In genetic inheritance, an autosomal dominant trait is expressed when an individual possesses at least one copy of the dominant allele. This means if a person carries the dominant allele on one of their autosomal (non-sex) chromosomes, the trait will be visible. Since autosomal chromosomes are inherited from both parents, if a child shows a trait that follows autosomal dominance, one of the parents must also express the trait.

For example, if a parent is heterozygous for a dominant trait (carrying one dominant allele and one recessive allele), there is a 50% chance that they will pass this trait to any offspring.

Autosomal dominant conditions are often easier to identify within families because the inheritance pattern is straightforward. Everyone who has the dominant allele will show the trait unless the inheritance has very low penetrance or there's a new mutation involved.

• Suitable for traits where only one affected parent can produce affected offspring.
• Typical examples include Huntington's Disease and Marfan Syndrome.
• Offspring of a parent with the trait have a 50% chance of inheriting it.
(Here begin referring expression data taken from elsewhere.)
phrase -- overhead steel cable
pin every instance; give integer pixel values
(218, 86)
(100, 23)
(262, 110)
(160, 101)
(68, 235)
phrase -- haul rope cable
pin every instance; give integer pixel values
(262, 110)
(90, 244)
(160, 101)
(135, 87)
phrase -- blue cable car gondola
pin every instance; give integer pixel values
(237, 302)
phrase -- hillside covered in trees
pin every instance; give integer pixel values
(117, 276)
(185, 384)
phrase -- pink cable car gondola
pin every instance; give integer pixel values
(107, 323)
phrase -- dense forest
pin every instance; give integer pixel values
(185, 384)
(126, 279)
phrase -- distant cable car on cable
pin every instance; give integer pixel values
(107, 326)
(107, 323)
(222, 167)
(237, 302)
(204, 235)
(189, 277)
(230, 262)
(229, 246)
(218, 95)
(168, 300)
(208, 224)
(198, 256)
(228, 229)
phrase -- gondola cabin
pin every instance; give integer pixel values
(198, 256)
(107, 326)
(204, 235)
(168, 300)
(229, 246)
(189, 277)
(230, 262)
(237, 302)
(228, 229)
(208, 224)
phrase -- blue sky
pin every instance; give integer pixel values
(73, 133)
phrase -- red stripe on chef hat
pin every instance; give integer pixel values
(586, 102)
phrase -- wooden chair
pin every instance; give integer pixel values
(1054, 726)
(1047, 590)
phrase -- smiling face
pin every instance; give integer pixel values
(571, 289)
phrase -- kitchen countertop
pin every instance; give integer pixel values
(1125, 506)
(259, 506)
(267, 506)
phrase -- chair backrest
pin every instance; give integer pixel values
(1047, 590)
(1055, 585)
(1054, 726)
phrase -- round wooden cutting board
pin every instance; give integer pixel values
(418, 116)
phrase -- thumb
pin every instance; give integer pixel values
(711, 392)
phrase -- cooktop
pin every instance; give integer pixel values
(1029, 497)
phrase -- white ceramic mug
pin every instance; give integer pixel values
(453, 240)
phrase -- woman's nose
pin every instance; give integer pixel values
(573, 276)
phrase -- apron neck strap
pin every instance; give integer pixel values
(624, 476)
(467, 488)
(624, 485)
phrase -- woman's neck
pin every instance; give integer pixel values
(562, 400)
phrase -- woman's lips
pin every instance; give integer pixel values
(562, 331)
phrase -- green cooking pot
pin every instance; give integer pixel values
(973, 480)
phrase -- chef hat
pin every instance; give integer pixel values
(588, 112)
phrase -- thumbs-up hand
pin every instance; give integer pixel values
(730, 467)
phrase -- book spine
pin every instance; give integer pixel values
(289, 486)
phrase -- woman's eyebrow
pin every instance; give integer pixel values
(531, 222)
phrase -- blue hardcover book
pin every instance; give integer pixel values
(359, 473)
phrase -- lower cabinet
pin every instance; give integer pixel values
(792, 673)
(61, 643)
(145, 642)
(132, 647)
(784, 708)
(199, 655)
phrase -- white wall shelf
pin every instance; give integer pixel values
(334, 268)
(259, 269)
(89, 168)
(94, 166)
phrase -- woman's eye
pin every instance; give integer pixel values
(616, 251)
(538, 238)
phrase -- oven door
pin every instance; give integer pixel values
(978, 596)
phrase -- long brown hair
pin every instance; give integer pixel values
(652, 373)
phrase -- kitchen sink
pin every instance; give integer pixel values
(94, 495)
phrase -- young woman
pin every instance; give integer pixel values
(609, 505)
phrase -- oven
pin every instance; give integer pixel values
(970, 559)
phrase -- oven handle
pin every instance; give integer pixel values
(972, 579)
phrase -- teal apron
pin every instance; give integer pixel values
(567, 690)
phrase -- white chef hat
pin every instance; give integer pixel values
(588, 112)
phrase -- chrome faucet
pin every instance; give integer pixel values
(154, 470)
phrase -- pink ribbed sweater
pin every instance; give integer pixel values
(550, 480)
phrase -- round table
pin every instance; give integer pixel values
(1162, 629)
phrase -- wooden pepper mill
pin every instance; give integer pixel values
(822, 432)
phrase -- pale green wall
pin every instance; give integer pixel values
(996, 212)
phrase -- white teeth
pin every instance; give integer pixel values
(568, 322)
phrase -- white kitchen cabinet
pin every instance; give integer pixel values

Autosomal recessive inheritance requires two copies of the recessive allele for a trait to be expressed. This means a child must inherit one recessive allele from each parent. Parents who carry only one recessive allele (and one dominant) do not show the trait themselves; these parents are called carriers.

If a trait like this appears in a child, and neither parent visibly exhibits the trait, it’s common to deduce that they are carriers. Thus, a child inheriting one recessive allele from each carrier parent expresses the trait.

• Both parents must be either carriers or affected to pass on the trait.
• There is a 25% chance for two carriers to have an affected child.
• Examples include cystic fibrosis and sickle cell anemia.

This type of inheritance often stays hidden in family trees until two carriers have a child together, potentially unveiling surprising new family traits.

X-linked recessive inheritance patterns often involve traits more commonly expressed in males. This is due to the male's XY chromosomal arrangement, as they have only one X chromosome. A single recessive allele on that X chromosome can lead to trait expression because there is no second X chromosome present to potentially mask the recessive allele with a dominant one.

Mothers, who have two X chromosomes, might carry one normal and one recessive allele without expressing the trait themselves. Since fathers pass on their Y chromosome to male children (which does not contain X-linked traits), a mother's carrier status directly affects the likelihood of passing on recessive X-linked conditions to her sons.

• Son of a carrier mother faces 50% chance of inheriting the trait.
• Famous examples include hemophilia and color blindness.
• Females can be carriers, but only express the trait when both X chromosomes have the recessive allele (a rare occurrence).

Thus, X-linked recessive traits can appear unexpectedly if maternal ancestry isn't thoroughly known for such recessive conditions.